I had lost interest in myself, in what I do, numbing and pushing away the emotions with drugs. But like it is numbing a fever with drugs when it is your blood pressure pushing, you let it accumulate until it breaks the scale and pushes you into a stroke, paralyzing you.
So I sit with it, no matter how hard it is. I sit with it, even though I want to run. I sit with it, even though I am not sure the way through it.
It is one of my biggest realizations that healing begins with feeling, the good and the bad. You feel the old wounds open, take a trip to destinations you do not desire to go but need to go. In the end, you emerge stronger on your route to freedom.
My journey is still on a scale capable of escalating and diminishing at any given time. But I know the version of me a year ago is proud of this version of me.
My heart is at ease in this setting, with people who are growing and changing, giving up addictions of all kinds. We elevate ourselves, like-minded people like me have made me feel less alone.
It could be worse, but it is not.
Wounds I believe have healed prove me wrong again as I meet the person I threw myself into my own doom for.
Amani.
My chest tenses, tightens, and locks at my last memory of her. It loosens at my memory of her from the bridge. I did not fake it when I said I wished her the best and hoped she found what she was looking for.
For the most part, I think she did.
I meet her again but as a stranger, someone I have not been in contact with for years. Broken and traumatized, I revoke my compassion for her. In a world without a mother and a father, a new country, new people, the hell she would go through.
It is soothing to see her in shape and calm so I dismiss the fact that she almost got into a fistfight with a guy; I know the facts, and I was proud she put him in his place.
I see the switch the scene had on her on time, offering her this place where I believe will help but like the stubborn person she is, she does not show up.
My journey has compelled me into welcoming the fact that it is not my responsibility to make or change anyone into who I want or think they should be. It tugs my heart to know Amani is like some of us, losing it at slight triggers. It showers back memories of her mother, one of the best people I knew.
It is in my instincts to want to help her. After all, I do not feel anything less for her no matter how much I try to. I've made peace with it.
I cannot and will not force her to stop. Stopping, and changing occur on an individual level.
I was not fazed when she did not show up for the meeting. I made it clear it was a once-in-a-week meeting. Depending on how deep your addiction is, you could attend once a month. Mine is twice a month, I have business here in Abuja but the rest dominate in Kano.
The times I am here, I go to my meetings.
By some miracle, two meetings after I had offered her a sit beside me, fishes began to fly and she appeared minutes before the meeting began.
I was engrossed in my phone, but a new scent engulfed me and I recognized it from the one I sensed on her at the cafeteria; she had changed her scent and I must admit, this is even better.
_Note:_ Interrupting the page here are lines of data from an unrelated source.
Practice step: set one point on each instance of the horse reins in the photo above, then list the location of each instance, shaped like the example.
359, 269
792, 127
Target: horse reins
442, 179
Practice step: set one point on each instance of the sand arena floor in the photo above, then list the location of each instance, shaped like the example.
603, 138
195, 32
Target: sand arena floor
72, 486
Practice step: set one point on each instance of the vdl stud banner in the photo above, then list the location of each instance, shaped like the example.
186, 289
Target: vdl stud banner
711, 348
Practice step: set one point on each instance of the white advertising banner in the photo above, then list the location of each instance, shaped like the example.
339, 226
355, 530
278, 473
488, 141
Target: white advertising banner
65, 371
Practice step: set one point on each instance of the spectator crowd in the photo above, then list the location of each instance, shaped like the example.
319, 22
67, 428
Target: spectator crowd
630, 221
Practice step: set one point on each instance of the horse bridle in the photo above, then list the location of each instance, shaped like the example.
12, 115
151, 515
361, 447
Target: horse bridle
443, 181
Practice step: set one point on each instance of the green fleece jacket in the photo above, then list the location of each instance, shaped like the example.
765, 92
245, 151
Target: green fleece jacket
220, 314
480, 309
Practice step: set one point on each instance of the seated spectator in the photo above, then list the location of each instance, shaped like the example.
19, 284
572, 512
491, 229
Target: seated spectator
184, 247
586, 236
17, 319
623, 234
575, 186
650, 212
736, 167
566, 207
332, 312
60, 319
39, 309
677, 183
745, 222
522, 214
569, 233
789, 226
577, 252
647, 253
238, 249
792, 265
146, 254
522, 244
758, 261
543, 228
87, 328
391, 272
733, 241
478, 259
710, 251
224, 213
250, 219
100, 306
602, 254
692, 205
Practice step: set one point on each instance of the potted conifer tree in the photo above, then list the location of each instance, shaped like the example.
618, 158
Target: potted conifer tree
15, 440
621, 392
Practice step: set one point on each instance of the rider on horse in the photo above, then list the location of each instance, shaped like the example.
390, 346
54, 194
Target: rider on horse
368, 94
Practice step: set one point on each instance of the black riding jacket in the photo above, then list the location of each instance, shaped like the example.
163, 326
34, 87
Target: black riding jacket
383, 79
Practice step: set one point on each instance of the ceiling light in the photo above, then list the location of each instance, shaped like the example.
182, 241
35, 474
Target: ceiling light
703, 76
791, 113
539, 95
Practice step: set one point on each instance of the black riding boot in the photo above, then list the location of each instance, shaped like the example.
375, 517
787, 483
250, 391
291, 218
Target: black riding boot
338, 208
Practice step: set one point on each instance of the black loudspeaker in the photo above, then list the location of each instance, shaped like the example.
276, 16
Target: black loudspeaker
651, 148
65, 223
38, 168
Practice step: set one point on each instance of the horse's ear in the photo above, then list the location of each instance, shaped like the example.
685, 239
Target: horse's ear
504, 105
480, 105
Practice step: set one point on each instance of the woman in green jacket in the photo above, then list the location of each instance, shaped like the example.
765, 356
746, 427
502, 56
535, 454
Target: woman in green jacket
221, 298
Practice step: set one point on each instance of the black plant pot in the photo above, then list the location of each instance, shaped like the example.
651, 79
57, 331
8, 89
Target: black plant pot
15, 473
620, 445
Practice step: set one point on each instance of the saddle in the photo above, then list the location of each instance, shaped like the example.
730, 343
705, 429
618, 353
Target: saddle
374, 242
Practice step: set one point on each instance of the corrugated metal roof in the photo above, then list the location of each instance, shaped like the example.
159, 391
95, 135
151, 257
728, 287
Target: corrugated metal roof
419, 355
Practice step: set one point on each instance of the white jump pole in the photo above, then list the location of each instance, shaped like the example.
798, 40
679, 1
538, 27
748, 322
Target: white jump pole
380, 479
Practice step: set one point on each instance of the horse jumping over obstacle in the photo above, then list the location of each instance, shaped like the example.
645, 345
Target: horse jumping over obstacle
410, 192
I put my phone into my jacket pocket but I don't get much time to speak, my small smile mirrors hers as a voice began.
"Welcome to the eight o'clock meeting." The man searched the room and his scrutiny lands on Amani who was wiggling her fisted hands in her hoodie pockets above her cargo pants. "Anybody new who would like to start and introduce themselves today?"
Amani's eyes widen to me and the rhythmic rise and fall of her chest escalates. I follow the motion of her lap to her feet to find her tapping.
I nod and wordlessly seek her to follow my lead. My fingers clasp at the edge and I slow them down, breathing deep and closing my eyes.
Once I am sure she is calm, I give her the go-ahead, you got this nod and she slowly rises.
It is the first step, and I am proud.
"Hello everyone, My name is Amani and I am an addict."